Unlike a credit card or a typical business loan, a business line of credit does not give you immediate access to a lump sum payment. For example, for many business loan types, once approved, you will have access to the full amount upfront. Instead, by definition, a line of credit provides you with a credit limit that you can borrow against in the future.

Some lenders refer to this mechanism as the “draw period” where you will “draw down funds” when you need it and repay the amount borrowed, inclusive of interest.

This feature is perhaps what makes a line of credit different from other financing options and this may or may not be what you need to achieve growth or to cover uneven periods of cash flow.

How is interest calculated?

Unlike a business loan where you have to make a monthly repayment, with a small business line of credit you are only responsible for paying back what you have drawn down instead of the entire credit limit.

That is, interest is charged only on the amount you have borrowed. Furthermore, interest rates tend to be variable instead of being a fixed rate for lines of credit.

For example, let’s say you have been approved with a small business line of credit of $40,000. When you draw down $12,750 to help cover payroll and operational expenses, interest is charged on the $12,750 amount, not the overall $40,000. However, the repayment may vary depending on the variable interest rate.

What’s the difference between a line of credit and a business credit card?

A line of credit gives you access to an amount that is often more than a business credit card but less than what you can get from a loan term.

Almost all business credit cards issued by major financial institutions are unsecured. This differs from business lines of credit as the lender can offer both secured and unsecured options. This means that if you choose to offer up collateral, you may receive a more favorable interest rate and get access to a higher credit limit.

Some lines of credit will also come with an establishment and monthly account keeping fees although some lenders may waive these to attract your business.

When should you consider one over the other?

There are instances where you may want a lump sum upfront payment for a specific purpose. Perhaps you need to acquire machinery that costs north of $75,000. Most lenders have specific business loans for equipment purchases and it will make more sense to explore these business loan options instead of a business line of credit.

Explore these other financing options for your business:

Evaluation before applying for credit

Before taking the first step, it is recommended to evaluate the pros and cons. Therefore, the first thing is to ask yourself if there really is a need for financing. Developing a business plan can help find the answer. This is the document that will organize the information so that you know whether or not you will make the decision to apply for the investment.

This business plan should include the values of fixed investments and working capital, what results arise, what is the origin and application of resources. Still, it is clear that, no matter how good the business plan is, it does not guarantee the release of resources by the financial agent.

What is the required amount?

But how to know exactly the amount? For this it is necessary to define the amount of resources that the company effectively needs, and for this it is essential to detail the machines, equipment, vehicles, furniture and utensils in which it will invest and what their respective prices are.

How can I make the payment?

Study your cash flow well and check if there are enough resources to amortize the debt to be contracted. It is also necessary to verify if the financing expands your business and increases its profitability, in order to cover the amortization of the installments of the loan.

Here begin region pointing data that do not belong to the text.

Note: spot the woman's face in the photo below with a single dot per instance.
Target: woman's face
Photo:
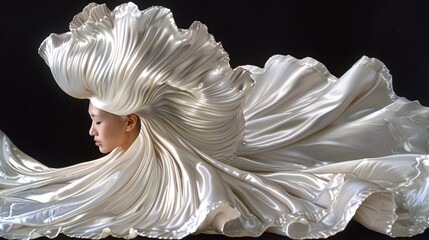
(109, 130)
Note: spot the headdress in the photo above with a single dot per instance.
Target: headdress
(131, 61)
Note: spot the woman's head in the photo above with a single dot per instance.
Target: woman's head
(111, 131)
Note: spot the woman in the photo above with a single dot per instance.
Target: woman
(219, 150)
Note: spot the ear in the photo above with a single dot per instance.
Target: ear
(132, 122)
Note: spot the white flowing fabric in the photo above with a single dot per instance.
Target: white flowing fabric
(287, 148)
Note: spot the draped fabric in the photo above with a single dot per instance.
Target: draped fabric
(287, 148)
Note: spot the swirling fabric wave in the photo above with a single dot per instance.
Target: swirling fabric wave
(287, 148)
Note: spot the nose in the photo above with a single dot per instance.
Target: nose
(92, 130)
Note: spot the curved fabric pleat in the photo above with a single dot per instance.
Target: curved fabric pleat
(288, 148)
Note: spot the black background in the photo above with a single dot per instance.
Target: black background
(52, 127)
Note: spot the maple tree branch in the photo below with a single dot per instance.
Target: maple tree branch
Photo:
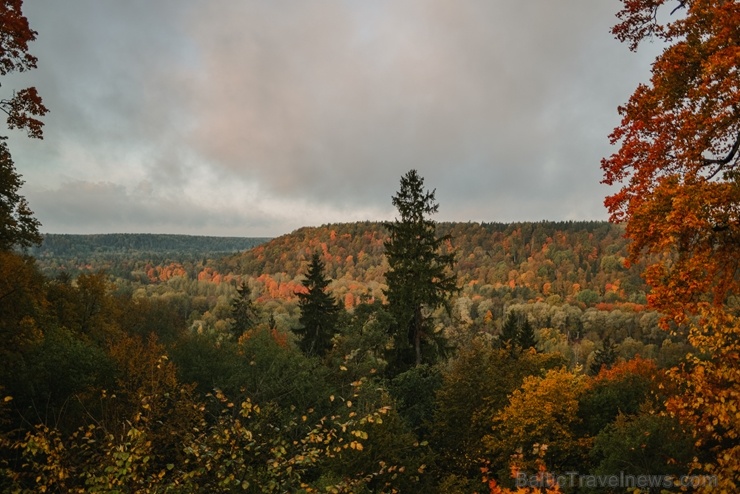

Self-financing is one of the ways to leverage resources for business activity. Therefore, negotiate longer terms with suppliers and reinvest the profit of the business instead of withdrawing it

Identify the best financing

Check the credit possibilities, as this is a decisive factor for planned financing, which does not negatively impact the financial routine of the company.

Therefore, researching existing financing alternatives and which ones fit the needs of the business is fundamental. Look at your relationship with your bank and learn about the financing possibilities or search the financial market for the offers that will best serve you in the short, medium and long term.

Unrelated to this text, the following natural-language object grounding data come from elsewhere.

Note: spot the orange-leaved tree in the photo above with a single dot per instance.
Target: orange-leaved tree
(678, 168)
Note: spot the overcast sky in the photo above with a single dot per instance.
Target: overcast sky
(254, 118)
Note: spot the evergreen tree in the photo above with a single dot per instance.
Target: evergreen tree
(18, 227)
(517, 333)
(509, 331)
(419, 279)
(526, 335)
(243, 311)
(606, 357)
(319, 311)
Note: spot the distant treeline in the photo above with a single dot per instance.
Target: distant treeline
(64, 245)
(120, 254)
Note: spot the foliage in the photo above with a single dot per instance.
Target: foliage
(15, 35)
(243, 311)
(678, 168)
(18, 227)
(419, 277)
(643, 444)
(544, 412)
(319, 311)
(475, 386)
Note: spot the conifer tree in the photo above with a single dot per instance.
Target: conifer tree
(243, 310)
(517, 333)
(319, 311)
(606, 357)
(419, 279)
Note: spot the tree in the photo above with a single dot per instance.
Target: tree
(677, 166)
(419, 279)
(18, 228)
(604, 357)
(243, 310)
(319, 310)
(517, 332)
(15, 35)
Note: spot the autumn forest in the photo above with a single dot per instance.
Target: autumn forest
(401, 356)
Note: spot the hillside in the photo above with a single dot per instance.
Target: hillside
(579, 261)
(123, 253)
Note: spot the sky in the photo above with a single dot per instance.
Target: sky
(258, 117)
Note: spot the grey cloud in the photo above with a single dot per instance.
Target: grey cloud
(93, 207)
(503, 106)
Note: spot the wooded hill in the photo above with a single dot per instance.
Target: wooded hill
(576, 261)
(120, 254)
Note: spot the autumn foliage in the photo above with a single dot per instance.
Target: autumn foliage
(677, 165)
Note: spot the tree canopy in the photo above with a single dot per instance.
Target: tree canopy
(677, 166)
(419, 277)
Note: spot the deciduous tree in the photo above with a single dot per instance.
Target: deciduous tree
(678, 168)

If you do not require a lump sum upfront, a line of credit may be something you may wish to consider, especially as a short-term ‘borrow-what-you-need-when-you-need-it’ type of solution. However, this flexibility will come at the expense of higher interest rates and you may find that the borrowing limit of a line of credit to be significantly lower than of a business loan.

To find out more, speak to your lender or financial advisor to get tailored financial advice.